Spółka senatora Polski 2050 Jacka Burego handluje rosyjskimi ogórkami. “Jawne wspieranie reżimu Putina”

fot. Twitter / Michał Kołodziejczak

Spółka Bury, której prezesem i współwłaścicielem jest Jacek Bury, senator Polski 2050, sprowadza rosyjskie ogórki, które dostarcza mu firma z Białorusi. Przed tygodniem polityk poparł uchwałę o uznaniu władz Federacji Rosyjskiej za reżim terrorystyczny.

REKLAMA

Lider Agrounii Michał Kołodziejczak ujawnił, że spółka senatora Polski 2050 Jacka Burego importuje do Polski rosyjskie ogórki. Na konferencji prasowej działacz zaprezentował etykietę warzyw kupionych na giełdzie w Katowicach. Wynika z niej, że ogórki pochodzą z Rosji, do Polski zostały dostarczone przez firmę z Białorusi, a ich odbiorcą jest należąca do senatora spółka Bury, która zajmuje się hurtową sprzedażą owoców i warzyw.

Kołodziejczak zarzuca Buremu “jawne wspieranie reżimu Putina”. – Jasno się wypowiada, że trzeba wstrzymywać handel, z czym się oczywiście zgadzamy, trzeba się oddzielać od Rosji, a sam dorabia się w trakcie kryzysu na handlu z Rosją – mówił na konferencji lider Agrounii. – To jest niesamowite i to obnaża hipokryzję polityków, na którą się nie zgadzamy – dodał.

Co ciekawe, przed tygodniem Senat przyjął uchwałę o uznaniu władz Federacji Rosyjskiej za reżim terrorystyczny. Jacek Bury również poparł tę inicjatywę. Zwolennikiem embarga na rosyjskie surowce jest z kolei lider Polski 2050 Szymon Hołownia. – Nie możemy płacić Putinowi do kieszeni milionów dolarów dziennie za to, że tankujemy nasze samochody na stacjach benzynowych, a on później kupuje sobie za to broń – mówił w marcu polityk.

Sam senator Jacek Bury nie widzi problemu. “Wszystkie działania mojego przedsiębiorstwa prowadzone są w zgodzie z polskimi i europejskimi przepisami.
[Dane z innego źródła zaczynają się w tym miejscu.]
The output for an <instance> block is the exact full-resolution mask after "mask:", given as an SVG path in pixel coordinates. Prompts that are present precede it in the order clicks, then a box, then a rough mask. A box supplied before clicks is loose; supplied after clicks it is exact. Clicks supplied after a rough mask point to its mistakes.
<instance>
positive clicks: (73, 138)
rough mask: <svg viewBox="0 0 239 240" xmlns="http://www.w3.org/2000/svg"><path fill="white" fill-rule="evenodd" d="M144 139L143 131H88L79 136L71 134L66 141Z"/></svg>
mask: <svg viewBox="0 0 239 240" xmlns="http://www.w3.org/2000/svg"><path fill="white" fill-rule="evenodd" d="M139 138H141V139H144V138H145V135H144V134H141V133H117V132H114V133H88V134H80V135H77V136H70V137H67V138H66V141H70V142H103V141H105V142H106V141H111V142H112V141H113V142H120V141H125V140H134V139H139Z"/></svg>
Nie zamierzam publicznie komentować insynuacji pana Michała Kołodziejczaka” – napisał w swym oświadczeniu Jacek Bury. Polityk przypomniał, że “unijne sankcje nałożone na Rosję nie dotyczą warzyw i owoców, a jego firma już od 15 lat współpracuje z kontrahentem z Białorusi”.